My brain reached its saturation point fifteen years ago; unfortunately, it was about five years before my retirement date. Lesson plans, parent activities in the evenings, organizing the yearly Mary Ingles Festival in town—my plate was piled so high that I couldn’t keep track of everything in the heap. So I did what Bonnie does to maintain her sanity: I made a to-do list. I recoiled at the idea at first. It seemed much more adventurous just to deal with life as it happened. But I could see that I couldn’t put it off any longer. Organization at work was a must.
Maybe the organization bug would spread to my tool area as well. The last time it went around, I put everything into buckets, boxes, and bags in the garage. So much handier than having them in buckets, boxes, and bags in the basement, attic, and car, and laying outside rusting away.
Even though my tools were (mostly) still in the garage, some remained difficult to find. One day I spent an hour looking for my tin snips before giving up and ruining a perfectly good pair of scissors cutting sheet metal. That was the day that “Organize tools” made its way to my new to-do list.
However, the huge task sat on the list undone. The bug was slowly becoming dormant. Finally, I tired of transferring “Organize the tools, dummy!” from one week’s list to the next and decided that I could procrastinate no longer.
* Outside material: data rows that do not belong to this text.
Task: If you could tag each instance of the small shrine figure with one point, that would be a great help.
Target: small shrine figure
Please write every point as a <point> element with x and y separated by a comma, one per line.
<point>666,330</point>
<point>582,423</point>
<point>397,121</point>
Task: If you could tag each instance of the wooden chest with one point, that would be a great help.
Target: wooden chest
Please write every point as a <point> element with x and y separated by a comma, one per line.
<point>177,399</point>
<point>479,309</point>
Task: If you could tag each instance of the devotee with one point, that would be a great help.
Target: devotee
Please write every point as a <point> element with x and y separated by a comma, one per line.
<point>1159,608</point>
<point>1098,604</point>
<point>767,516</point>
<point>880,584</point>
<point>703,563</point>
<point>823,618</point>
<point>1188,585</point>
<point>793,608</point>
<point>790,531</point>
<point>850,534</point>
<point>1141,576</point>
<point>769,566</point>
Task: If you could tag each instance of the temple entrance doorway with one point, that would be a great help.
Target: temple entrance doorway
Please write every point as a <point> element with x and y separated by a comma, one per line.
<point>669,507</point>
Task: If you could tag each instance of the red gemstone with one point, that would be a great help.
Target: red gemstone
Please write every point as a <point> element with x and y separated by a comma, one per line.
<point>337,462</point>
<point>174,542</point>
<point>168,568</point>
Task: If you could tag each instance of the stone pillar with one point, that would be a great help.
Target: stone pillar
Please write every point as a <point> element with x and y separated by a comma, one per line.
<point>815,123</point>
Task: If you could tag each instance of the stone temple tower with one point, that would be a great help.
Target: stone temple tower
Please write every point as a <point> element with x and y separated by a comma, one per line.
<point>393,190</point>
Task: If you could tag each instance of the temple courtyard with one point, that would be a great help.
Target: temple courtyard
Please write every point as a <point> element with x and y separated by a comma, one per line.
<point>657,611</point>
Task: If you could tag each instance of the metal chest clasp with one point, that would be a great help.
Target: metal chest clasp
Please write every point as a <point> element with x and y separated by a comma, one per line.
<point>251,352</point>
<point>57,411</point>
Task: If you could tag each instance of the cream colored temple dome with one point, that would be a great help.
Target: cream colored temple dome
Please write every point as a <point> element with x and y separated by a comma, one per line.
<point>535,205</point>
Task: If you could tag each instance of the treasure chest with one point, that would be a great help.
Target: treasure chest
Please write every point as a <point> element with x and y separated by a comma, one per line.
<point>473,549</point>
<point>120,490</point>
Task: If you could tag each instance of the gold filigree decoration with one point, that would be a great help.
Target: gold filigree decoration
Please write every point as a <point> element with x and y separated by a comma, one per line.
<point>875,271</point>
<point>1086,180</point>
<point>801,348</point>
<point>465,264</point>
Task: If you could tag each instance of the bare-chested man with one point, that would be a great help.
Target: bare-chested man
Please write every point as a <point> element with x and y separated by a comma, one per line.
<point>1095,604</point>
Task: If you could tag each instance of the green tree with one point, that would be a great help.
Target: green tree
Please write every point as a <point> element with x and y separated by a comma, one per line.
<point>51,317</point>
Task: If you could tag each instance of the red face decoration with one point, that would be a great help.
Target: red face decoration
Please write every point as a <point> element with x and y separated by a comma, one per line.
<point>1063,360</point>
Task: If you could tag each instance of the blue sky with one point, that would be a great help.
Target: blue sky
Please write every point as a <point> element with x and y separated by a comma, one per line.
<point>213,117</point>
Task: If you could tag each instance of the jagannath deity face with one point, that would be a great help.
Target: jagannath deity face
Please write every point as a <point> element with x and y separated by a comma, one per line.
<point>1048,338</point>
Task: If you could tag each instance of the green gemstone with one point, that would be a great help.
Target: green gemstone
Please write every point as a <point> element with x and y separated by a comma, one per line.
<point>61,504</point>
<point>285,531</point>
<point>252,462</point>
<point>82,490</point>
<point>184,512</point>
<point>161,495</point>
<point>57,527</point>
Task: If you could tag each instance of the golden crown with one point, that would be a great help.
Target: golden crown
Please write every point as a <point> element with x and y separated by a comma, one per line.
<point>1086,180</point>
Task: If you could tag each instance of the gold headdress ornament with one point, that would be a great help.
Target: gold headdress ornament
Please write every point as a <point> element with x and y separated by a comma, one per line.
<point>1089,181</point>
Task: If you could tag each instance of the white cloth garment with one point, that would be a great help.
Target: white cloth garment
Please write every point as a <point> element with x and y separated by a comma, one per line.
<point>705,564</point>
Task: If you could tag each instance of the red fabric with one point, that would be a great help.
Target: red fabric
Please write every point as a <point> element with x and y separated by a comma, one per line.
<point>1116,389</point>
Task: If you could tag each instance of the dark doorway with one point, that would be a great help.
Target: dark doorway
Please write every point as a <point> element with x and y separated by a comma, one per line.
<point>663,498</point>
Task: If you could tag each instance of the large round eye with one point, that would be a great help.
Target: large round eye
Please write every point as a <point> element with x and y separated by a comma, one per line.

The big day arrived. I began by hauling all of the buckets, boxes, and bags of tools and parts out onto the driveway. Then I built shelves and put up pegboard. The urgency of this task was made even more apparent as I bent another butter knife driving in a screw. I had to stop twice to run out in the driveway and shoo off motorists who had stopped and gotten out of their cars to look through my stash. It took some doing, but I finally assured them that this was not a yard sale, and that even if it was, they, like myself, wouldn’t be able to find anything anyway.
When I was ready to move the tools to the garage, I realized that I would have to develop a classification system. Rats! After an hour and a headache, I had my categories resolved: things with holes, things with blades, pointy things, and hammers and wrenches. Other tools, like the tin snips I had just unearthed, stumped me until I realized that I could classify them as a cross-category. As I hung the tools one by one on the pegboard, I traced an outline of each implement with a Sharpie. Wait until Bonnie sees this! On the shelves I used my handy label maker, which only took me a half hour to find. No categories were designated for the shelves, unless you call things-that-there-is-no-way-to-hang a category.
As I stood gazing at my work very late that evening, Bonnie slipped quietly beside me, both of us in genuine awe at my workshop. Always the practical one, she admired the black outlines of each prized implement. Her amazed look indicated that she had not been aware of this side of me. To tell you the truth, neither had I. Let the projects begin.
Productive months passed by. One day Bonnie needed a wrench for some home repair. The job required a more substantial tool than anything from her pretty, petite (and off-limits-to-me) powder blue toolkit. I wasn’t around for her to ask for a wrench, but then she remembered her toolman’s recently organized workshop. She excitedly ran down to the basement, opened the door to the garage, and reached toward the pegboard for the wrench. All she grasped was air. It looked as if the CSI team had been there. Precise outlines showed where every tool used to hang. The only survivor was the tin snips.
At our Christmas Open House that year, somehow the topic of repairs came up. That led to tools. And that led to . . . you guessed it. Bonnie related her missing-wrench story to Arlene, and the two of them cracked up. In fact, considering how long and hard they laughed about my failed plan, I sampled the punch again to find out if someone had spiked it.
So my area was a little messy again. At least everything was (mostly) still in the garage, not in the basement, attic, and car, and laying outside rusting away. At least I would have the Sharpie outlines in place when I cleaned up. At least the tin snips were still hanging.
More recently, I decided to test my organizing skills on a new venture: backpacking. After 10 or 15 experimental trips, I finally learned what I needed to pack. I eventually came up with a reproducible checklist of supplies so that I wouldn’t have to keep reinventing it. On my last trip I had everything I needed. Note to self: find a way to put the next thing I will use in the top of the pack instead of the bottom. Another thing for my to-do list. Wait—maybe I can draw the shape of the hiking gear on the outside of the pack and hook them there. No, scratch that. They will just end up back in the mess inside, and Bonnie and Arlene will have another good belly laugh when they see my pack.
Oh well, I am making progress. Occasionally, though, I lose the to-do list, so I’m thinking of putting up a bulletin board for it. Bonnie still won’t let me touch her little blue toolkit. Let’s see . . . those tin snips are pretty heavy. Maybe I can drive a nail with them.